Friday, June 08, 2012

The Liberal's greatest fear is...

...that someone, somewhere might be praying in an untaxed building.

[Note - "liberalism" meaning the intellectual tradition forming the political philosophy of modernity, which therefore encompasses Republicans as well as Democrats.]

Signature collection begins for initiative that would eliminate tax examption for religious property.

If a Jo Shaffer, who apparently lives in the hamlet of Cobb near Clear Lake, can find at least 807,615 like-minded California souls, her proposal to eliminate the property tax exemption for religious organizations could get on the ballot.

She was given the go-ahead Thursday to begin gathering the 807,615 signatures that will be needed. Under state law, those signatures have to be submitted to the Secretary of State’s office by Nov. 2.

The proposal eliminates property tax exemptions based on a property’s use for religious worship or other religious purposes, starting Jan. 1, 2013.

The nonpartisan Legislative Analyst and the governor’s Director of Finance say that if approved, the constitutional change could mean a windfall for state and local government. They estimate that if religious groups had to pay property taxes, local government revenue would jump by roughly $225 million a year. The state General Fund savings in most years would be about $100 million from increased local property tax revenues for school and community college districts, they say.

This is an example of liberal mindset in action. According to Steven D. Smith, traditionally the relationship of Church and State was a matter of jurisdiction; the state had no jurisdiction over the church. This meant that the state could not tax core church property, such as houses of worship. It also meant that the state could not dictate that the church act in ways that would violate its core beliefs.

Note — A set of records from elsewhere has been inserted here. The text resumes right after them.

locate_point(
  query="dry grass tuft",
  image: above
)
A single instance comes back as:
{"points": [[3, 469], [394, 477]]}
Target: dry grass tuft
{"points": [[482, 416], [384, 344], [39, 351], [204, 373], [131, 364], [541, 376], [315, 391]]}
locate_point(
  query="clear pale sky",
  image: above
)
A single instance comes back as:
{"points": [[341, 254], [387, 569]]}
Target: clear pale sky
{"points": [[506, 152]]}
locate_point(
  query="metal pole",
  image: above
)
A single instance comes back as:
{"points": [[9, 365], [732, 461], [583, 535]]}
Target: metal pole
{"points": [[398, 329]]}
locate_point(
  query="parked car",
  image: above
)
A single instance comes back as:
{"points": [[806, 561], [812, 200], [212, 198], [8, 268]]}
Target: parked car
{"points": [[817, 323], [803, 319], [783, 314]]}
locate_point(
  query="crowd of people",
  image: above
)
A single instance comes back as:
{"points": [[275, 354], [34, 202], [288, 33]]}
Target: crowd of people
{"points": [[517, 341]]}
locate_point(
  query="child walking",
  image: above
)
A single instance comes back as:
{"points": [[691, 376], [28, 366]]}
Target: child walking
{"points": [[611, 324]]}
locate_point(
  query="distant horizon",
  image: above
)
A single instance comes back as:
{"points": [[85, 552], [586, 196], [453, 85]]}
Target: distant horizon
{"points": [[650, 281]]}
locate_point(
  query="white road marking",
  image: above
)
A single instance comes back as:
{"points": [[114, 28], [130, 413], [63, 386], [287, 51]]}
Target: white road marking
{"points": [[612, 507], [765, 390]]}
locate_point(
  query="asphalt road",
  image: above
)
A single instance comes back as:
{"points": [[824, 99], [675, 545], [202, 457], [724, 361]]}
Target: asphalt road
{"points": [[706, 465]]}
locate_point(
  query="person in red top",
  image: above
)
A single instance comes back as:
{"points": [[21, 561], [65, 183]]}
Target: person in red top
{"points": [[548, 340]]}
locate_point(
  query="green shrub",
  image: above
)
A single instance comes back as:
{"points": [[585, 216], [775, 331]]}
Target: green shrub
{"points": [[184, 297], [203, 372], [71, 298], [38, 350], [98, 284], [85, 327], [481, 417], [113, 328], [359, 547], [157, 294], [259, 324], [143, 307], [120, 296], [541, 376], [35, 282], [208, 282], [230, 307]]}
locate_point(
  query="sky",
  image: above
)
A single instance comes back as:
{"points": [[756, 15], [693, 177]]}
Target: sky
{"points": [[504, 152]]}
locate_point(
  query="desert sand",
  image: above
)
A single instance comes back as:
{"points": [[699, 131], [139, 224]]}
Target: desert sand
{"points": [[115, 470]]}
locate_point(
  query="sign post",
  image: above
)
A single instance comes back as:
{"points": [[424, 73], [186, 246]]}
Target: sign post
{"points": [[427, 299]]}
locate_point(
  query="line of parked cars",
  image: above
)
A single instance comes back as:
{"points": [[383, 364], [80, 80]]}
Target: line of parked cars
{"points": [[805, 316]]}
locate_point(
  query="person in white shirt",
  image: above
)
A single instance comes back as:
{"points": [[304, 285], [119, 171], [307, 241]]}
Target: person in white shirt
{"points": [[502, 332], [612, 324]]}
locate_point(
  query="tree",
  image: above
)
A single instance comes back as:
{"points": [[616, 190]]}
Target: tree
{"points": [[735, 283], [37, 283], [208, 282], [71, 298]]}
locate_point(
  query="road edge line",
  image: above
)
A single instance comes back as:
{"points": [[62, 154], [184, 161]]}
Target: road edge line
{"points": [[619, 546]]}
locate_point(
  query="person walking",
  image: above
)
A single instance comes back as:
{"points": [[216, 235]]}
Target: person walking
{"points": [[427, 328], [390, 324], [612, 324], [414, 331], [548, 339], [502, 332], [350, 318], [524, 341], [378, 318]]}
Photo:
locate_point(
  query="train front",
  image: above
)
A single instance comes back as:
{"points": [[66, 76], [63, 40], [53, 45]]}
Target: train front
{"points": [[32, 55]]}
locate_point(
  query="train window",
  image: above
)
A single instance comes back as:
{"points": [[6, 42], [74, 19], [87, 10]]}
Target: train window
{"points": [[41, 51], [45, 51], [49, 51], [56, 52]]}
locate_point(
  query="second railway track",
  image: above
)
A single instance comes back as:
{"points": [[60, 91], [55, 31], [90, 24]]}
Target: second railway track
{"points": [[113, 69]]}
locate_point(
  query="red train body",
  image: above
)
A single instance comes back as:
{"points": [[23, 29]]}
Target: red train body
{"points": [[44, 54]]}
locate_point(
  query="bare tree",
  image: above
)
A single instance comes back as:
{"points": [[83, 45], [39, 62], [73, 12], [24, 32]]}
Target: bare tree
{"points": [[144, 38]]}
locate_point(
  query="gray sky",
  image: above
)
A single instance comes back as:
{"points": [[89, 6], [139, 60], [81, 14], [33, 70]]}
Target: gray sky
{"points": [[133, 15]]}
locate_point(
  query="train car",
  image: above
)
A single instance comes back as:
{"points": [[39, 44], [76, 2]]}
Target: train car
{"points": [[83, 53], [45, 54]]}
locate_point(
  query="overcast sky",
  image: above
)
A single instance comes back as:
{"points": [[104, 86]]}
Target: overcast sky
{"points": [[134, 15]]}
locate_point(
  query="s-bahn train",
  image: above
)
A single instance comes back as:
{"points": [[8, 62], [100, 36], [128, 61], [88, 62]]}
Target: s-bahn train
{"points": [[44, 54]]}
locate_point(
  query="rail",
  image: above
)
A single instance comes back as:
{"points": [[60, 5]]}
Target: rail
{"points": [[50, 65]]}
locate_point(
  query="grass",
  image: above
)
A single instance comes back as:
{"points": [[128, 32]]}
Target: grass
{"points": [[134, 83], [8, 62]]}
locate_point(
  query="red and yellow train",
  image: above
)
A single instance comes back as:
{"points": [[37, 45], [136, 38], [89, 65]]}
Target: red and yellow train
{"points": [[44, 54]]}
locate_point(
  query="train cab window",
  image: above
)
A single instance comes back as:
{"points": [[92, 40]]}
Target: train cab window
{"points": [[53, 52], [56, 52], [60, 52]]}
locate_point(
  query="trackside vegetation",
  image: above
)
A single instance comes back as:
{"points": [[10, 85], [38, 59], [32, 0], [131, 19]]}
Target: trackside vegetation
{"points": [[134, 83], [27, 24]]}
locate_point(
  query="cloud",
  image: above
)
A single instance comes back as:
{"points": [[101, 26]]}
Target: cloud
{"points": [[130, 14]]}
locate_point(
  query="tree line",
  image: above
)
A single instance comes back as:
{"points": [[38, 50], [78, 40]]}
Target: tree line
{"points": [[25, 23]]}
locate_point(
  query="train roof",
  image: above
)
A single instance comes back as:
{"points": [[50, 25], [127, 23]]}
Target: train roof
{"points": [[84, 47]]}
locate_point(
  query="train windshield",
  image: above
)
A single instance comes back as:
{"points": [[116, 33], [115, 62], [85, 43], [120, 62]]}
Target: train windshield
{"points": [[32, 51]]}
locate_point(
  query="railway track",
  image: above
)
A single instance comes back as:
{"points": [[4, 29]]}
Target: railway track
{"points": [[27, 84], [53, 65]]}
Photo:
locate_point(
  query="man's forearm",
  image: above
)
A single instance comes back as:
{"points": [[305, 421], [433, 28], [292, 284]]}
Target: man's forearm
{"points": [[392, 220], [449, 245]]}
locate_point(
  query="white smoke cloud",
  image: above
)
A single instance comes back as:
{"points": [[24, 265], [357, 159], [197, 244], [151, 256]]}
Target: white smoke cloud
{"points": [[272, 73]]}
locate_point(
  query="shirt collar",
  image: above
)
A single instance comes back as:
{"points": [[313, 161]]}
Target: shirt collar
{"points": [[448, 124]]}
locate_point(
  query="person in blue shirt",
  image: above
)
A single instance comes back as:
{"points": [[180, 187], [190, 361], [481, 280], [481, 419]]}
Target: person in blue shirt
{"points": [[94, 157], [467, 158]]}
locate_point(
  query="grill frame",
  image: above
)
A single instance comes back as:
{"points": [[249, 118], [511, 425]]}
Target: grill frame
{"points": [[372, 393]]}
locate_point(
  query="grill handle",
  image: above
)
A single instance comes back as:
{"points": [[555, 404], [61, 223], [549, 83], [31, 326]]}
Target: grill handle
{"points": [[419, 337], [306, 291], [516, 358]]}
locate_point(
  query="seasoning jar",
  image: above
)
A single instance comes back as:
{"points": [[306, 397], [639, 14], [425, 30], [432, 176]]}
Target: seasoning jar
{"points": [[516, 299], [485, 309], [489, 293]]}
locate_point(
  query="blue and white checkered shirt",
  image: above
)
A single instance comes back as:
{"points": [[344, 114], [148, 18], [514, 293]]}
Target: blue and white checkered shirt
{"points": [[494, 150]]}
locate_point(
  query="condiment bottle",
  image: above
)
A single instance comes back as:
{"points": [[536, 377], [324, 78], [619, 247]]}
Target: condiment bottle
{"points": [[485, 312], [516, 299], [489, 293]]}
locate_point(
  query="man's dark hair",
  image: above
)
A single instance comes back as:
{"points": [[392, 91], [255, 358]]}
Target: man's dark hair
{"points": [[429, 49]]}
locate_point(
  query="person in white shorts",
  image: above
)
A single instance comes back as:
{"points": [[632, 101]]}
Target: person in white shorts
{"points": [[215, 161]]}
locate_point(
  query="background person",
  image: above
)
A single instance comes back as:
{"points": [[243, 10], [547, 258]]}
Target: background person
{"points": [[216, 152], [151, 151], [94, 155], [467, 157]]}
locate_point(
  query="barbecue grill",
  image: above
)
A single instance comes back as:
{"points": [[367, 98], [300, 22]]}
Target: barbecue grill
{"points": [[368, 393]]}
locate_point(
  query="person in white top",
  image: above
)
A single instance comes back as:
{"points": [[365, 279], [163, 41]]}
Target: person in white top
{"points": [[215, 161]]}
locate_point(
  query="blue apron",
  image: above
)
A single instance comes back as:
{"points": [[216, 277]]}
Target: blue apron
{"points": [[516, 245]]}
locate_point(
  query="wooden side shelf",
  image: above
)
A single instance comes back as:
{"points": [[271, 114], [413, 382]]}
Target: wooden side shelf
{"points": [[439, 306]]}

Over time, as in, in recent years, the liberal impulse to treat all aspects of society as falling within the competence and scope of the liberal state has meant that the state no longer recognizes the jurisdictional claims of the church. The church is simply another constituency within society that the state has to consider in allocating rights and claim as against rights and claims of other constituencies.

Thus, rather than being a matter of jurisdiction, "justice" - specifically, the liberal conception of justice - becomes the rule for the relationship between church and state.

One problem with this change is that "liberalism" is not value-neutral. As pointed out by D.C. Schindler, liberalism comes with a pre-commitment to particular values and goals, not the least of which is the proposition that religious rights are entitled to be accorded to any special status vis a vis any other right:

16In the liberal understanding, there exists no such thing as the idea of the human person as homo religiosus, that is, as a naturally religious being in the sense affirmed by thinkers in the patristic and scholastic periods, and indeed in a significant sense by all great religious thinkers (see, for example, St. Augustine’s claim that God is
more interior to me than I am to myself). To be sure, this idea of man as homo religiosus does not attenuate the need and intrinsic importance of free acts for religion rightly conceived! I merely wish to point out that the idea—fundamental for Locke, for example—that religion is an essentially voluntary society stands at the root of the tendency no longer to grant special status to the right to religious freedom, that is, as distinct from the right to freedom in other contexts and senses. Given liberalism’s formal freedom, in other words, relation to God becomes eo ipso a matter of choice: something that is so far first enacted by me, as distinct from being originally given to me as integral to my nature and reaching to the core of my being as a creature. But a God relation to whom is first elected by me, as distinct from being naturally-originally given to me, becomes by definition an arbitrary (because voluntaristic) addition to my natural secular reality. Even if I wish to make God the center of my life, doing so can now be properly only a fabrication (from fabricor, to make, forge); logically, God remains one among many of my equally-metaphysically arbitrary choices. In short, the special status accorded the right to religious freedom finds a reasonable basis finally only in a God who
reaches to the inner meaning and depths of my secular nature as such, and thus makes a difference to everything I am and do; and this reasonable basis requires a relation to God that is first naturally-given as distinct from chosen. Given liberalism’s idea of religion as essentially a voluntary matter, therefore, the Obama administration is so far not inconsistent in denying the special status of the right to religious freedom.

If that's too deep, consider the fact that the taxes raised by the state will be used for abortion, contraception, war, blood transfusions, pork production, cattle production, or any of a myriad of other activities that particular religious traditions view as being contrary to their belief systems.

As things now exist, these religious traditions can maintain a jurisdictional modus vivendi with the state that advances what they see as anathemas.

Liberal rhetoric often involves a claim that some religious group is trying to force their views on non-believers. When religions are forced to subsidize the state, then that argument loses whatever force it has; religious traditions will have no choice but to play the game of politics as any other political group, endorsing particular candidates, putting up a slate of politicians to protect its interests, as occurred with the Catholic Center Party in pre-Nazi Germany.

If liberals think that religion has too much involvement in politics now, imagine what the future will hold.